# Fast.ai : best vision models

*This is a reproduction of Jeremy Howards' notebook: ['The best vision models for fine tuning'](https://www.kaggle.com/code/jhoward/the-best-vision-models-for-fine-tuning/notebook) were I plugged in the results from my own model fine-tuning sweep runs.*

In [3]:
!pip install statsmodels >/dev/null 2>&1
!pip install fastai >/dev/null 2>&1
!pip install plotly >/dev/null 2>&1

## Introduction

In a recent notebook I tried to answer the question "[Which image models are best?](https://www.kaggle.com/code/jhoward/which-image-models-are-best)" This showed which models in Ross Wightman's [PyTorch Image Models](https://timm.fast.ai/) (*timm*) were the fastest and most accurate for training from scratch with Imagenet.

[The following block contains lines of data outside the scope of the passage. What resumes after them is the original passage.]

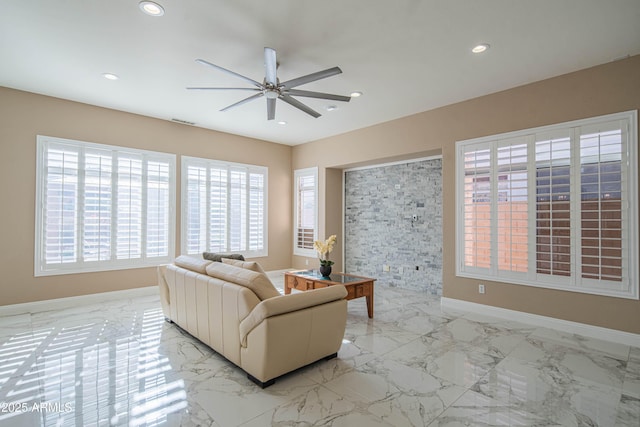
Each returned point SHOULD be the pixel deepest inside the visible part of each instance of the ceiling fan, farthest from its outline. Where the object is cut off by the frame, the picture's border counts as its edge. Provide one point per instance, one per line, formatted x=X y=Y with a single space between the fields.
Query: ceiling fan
x=272 y=89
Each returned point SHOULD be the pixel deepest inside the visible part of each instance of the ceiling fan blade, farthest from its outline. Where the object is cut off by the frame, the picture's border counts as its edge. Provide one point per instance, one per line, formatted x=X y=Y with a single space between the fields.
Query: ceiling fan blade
x=320 y=95
x=270 y=66
x=299 y=105
x=217 y=67
x=253 y=89
x=271 y=108
x=311 y=77
x=244 y=101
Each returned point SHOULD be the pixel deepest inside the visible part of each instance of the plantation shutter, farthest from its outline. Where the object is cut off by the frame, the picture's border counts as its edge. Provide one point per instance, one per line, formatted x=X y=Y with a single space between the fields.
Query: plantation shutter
x=512 y=205
x=477 y=201
x=225 y=205
x=553 y=204
x=101 y=207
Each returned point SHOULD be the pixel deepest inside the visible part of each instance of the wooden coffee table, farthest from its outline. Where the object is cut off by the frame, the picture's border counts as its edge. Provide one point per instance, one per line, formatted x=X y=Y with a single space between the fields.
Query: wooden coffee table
x=357 y=286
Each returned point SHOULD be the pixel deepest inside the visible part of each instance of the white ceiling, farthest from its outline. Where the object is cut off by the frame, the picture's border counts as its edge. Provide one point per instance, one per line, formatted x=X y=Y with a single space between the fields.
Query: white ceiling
x=406 y=56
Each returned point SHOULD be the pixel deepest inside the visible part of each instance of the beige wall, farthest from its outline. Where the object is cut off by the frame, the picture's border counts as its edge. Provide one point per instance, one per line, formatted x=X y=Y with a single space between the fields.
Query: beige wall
x=609 y=88
x=24 y=115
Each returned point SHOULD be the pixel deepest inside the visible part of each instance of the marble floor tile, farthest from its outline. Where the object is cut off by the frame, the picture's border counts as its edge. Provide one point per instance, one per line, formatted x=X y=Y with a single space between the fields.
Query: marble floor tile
x=414 y=364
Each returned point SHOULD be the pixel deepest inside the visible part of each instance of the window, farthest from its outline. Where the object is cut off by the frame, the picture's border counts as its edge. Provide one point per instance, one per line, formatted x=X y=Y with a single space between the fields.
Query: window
x=306 y=211
x=552 y=207
x=102 y=207
x=224 y=207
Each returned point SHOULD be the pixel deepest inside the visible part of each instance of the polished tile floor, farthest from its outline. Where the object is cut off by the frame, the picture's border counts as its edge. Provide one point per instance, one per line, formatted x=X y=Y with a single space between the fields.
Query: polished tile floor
x=120 y=363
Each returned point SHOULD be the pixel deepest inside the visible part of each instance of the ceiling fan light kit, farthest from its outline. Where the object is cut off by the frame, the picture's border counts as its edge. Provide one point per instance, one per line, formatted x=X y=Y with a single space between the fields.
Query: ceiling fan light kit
x=272 y=89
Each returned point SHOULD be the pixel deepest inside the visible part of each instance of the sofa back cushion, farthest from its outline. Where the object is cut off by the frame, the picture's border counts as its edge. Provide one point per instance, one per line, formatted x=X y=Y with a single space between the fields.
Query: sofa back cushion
x=218 y=257
x=259 y=283
x=194 y=264
x=248 y=265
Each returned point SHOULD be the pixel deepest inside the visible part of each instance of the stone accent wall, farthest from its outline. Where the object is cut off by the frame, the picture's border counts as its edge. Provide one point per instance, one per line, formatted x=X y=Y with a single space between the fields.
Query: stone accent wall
x=381 y=230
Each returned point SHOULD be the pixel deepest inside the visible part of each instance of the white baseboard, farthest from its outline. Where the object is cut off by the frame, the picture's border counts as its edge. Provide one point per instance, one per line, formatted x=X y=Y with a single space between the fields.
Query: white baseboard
x=69 y=302
x=583 y=329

However, this is not what most of us use models for. Most of us fine-tune pretrained models. Therefore, what most of us really want to know is which models are the fastest and most accurate for fine-tuning. However, this analysis has not, to my knowledge, previously existed.

Therefore I teamed up with [Thomas Capelle](https://tcapelle.github.io/about/) of [Weights and Biases](https://wandb.ai/) to answer this question. In this notebook, I present our results.

## The analysis

There are two key dimensions on which datasets can vary when it comes to how well they fine-tune a model:

1. How similar they are to the pre-trained model's dataset
2. How large they are.

Therefore, we decided to test on two datasets that were very different on both of these axes. We tested pre-trained models that were trained on Imagenet, and tested fine-tuning on two different datasets:

1. The [Oxford IIT-Pet Dataset](https://www.robots.ox.ac.uk/~vgg/data/pets/), which is very similar to Imagenet. Imagenet contains many pictures of animals, and each picture is a photo in which the animal is the main subject. IIT-Pet contains nearly 15,000 images, that are also of this type.
2. The [Kaggle Planet](https://www.kaggle.com/c/planet-understanding-the-amazon-from-space/data) sample contains 1,000 satellite images of Earth. There are no images of this kind in Imagenet.

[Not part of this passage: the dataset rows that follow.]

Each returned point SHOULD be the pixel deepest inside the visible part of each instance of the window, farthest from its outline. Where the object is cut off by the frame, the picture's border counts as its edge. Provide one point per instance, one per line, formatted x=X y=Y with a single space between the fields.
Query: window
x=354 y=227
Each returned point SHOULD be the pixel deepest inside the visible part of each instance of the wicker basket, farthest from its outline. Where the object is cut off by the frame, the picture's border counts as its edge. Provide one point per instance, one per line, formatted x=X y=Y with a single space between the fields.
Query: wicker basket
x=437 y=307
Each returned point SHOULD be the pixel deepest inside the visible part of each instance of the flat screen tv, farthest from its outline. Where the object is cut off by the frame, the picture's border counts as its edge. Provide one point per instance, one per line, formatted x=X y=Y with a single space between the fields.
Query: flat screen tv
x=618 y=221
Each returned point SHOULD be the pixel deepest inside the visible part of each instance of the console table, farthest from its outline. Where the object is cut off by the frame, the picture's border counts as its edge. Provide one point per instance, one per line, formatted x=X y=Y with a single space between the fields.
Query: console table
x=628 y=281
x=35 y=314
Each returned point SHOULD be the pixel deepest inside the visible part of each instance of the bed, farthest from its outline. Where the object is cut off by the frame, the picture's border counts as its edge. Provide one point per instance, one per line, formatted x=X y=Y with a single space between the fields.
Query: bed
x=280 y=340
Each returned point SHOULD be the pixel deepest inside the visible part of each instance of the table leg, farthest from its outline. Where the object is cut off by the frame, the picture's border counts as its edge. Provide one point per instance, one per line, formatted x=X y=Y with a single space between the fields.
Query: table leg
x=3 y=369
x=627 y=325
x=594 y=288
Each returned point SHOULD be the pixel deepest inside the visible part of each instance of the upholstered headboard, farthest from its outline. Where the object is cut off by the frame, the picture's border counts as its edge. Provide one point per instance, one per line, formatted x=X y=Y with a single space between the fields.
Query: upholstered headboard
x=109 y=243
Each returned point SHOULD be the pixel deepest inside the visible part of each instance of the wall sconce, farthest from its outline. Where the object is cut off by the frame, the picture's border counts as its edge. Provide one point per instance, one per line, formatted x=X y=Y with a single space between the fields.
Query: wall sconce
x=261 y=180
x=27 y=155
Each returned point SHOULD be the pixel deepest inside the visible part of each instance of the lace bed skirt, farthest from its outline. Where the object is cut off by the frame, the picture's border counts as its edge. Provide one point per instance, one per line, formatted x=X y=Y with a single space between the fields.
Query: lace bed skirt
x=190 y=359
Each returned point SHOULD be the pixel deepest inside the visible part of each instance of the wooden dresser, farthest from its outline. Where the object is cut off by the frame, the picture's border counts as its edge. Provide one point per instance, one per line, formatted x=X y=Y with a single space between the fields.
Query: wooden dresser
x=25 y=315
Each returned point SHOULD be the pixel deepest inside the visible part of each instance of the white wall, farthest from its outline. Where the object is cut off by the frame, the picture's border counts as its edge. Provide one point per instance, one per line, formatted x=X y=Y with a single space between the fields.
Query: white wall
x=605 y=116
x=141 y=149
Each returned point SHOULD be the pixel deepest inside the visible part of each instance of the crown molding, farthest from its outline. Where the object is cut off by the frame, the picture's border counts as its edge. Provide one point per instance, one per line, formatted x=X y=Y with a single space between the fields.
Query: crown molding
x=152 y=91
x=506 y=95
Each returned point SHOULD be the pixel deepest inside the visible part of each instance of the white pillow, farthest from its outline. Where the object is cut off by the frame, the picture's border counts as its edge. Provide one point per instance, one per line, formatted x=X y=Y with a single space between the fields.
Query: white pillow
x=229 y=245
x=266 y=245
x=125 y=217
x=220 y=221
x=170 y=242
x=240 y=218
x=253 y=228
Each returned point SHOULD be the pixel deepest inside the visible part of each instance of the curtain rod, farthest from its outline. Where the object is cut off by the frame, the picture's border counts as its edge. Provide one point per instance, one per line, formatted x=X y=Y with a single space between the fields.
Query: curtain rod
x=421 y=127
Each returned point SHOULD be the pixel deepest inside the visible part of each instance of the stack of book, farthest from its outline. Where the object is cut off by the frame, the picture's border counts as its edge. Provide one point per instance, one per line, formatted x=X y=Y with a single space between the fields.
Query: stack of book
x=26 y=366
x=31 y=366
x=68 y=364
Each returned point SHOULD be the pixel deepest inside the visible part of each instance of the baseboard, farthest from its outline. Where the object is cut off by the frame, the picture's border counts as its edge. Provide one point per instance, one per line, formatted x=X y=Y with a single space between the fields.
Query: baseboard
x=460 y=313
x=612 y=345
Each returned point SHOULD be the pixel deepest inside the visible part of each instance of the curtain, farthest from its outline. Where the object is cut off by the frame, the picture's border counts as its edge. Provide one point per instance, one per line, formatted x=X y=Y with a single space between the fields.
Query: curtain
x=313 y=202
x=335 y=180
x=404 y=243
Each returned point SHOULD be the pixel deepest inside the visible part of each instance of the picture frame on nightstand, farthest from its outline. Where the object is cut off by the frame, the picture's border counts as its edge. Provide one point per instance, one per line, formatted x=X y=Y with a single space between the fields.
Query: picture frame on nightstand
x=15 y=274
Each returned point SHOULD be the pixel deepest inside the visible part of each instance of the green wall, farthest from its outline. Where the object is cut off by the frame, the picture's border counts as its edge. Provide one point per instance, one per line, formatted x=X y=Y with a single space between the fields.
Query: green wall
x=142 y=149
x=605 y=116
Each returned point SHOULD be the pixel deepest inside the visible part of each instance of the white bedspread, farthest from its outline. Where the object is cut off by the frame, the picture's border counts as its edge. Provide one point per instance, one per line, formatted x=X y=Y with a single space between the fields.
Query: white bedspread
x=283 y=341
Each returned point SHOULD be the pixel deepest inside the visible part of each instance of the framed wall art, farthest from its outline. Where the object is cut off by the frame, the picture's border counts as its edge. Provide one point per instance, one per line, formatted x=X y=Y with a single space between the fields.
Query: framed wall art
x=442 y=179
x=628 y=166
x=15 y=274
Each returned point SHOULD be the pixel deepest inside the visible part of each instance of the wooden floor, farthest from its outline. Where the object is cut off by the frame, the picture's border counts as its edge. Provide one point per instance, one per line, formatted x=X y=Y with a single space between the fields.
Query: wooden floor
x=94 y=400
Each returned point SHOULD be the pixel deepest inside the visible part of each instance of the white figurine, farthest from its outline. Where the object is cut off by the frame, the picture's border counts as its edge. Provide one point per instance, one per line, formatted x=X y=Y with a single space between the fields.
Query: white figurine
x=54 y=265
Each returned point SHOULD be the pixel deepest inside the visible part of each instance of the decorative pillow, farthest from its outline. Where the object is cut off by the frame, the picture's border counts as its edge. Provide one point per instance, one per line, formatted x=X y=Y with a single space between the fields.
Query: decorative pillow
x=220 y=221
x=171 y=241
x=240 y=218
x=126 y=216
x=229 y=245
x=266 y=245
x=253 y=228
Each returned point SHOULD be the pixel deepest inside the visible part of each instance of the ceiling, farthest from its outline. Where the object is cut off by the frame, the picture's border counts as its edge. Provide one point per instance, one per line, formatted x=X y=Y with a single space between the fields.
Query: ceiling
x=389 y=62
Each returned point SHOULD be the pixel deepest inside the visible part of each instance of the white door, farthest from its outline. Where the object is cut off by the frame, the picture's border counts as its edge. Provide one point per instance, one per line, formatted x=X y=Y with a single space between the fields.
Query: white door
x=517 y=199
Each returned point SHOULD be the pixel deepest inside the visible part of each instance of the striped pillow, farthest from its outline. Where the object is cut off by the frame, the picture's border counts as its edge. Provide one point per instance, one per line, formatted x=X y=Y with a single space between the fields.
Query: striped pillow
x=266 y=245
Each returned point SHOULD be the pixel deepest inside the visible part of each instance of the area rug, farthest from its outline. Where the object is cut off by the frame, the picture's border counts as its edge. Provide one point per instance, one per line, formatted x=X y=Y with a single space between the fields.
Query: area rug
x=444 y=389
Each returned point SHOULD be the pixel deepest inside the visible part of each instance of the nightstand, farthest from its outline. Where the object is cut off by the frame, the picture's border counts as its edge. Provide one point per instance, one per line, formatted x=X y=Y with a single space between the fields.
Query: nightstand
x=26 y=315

So these two datasets are of very different sizes, and very different in terms of their similarity to Imagenet. Furthermore, they have different types of labels - Planet is a multi-label problem, whereas IIT-Pet is a single label problem.

To test the fine-tuning accuracy of different models, Thomas put together [this script](https://github.com/tcapelle/fastai_timm/blob/main/fine_tune.py). The basic script contains the standard 4 lines of code needed for fastai image recognition models, plus some code to handle various configuration options, such as learning rate and batch size. It was particularly easy to handle in fastai since fastai supports all timm models directly.

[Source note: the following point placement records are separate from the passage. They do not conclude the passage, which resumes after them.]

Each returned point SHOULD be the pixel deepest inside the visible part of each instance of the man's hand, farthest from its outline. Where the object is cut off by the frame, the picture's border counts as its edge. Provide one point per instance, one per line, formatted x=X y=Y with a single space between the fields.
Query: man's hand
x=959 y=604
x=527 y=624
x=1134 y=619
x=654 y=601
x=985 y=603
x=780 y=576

Then, to allow us to easily try different configuration options, Thomas created Weights and Biases (*wandb*) YAML files such as [this one](https://github.com/tcapelle/fastai_timm/blob/main/sweep_planets_lr.yaml). This takes advantage of the convenient [wandb "sweeps"](https://wandb.ai/site/sweeps) feature which tries a range of different levels of a model input and tracks the results.

wandb makes it really easy for a group of people to run these kinds of analyses on whatever GPUs they have access to. When you create a sweep using the command-line wandb client, it gives you a command to run to have a computer run experiments for the project. You run that same command on each computer where you want to run experiments. The wandb client automatically ensures that each computer runs different parts of the sweep, and has each on report back its results to the wandb server. You can look at the progress in the wandb web GUI at any time during or after the run. I've got three GPUs in my PC at home, so I ran three copies of the client, with each using a different GPU. Thomas also ran the client on a [Paperspace Gradient](https://gradient.run/notebooks) server.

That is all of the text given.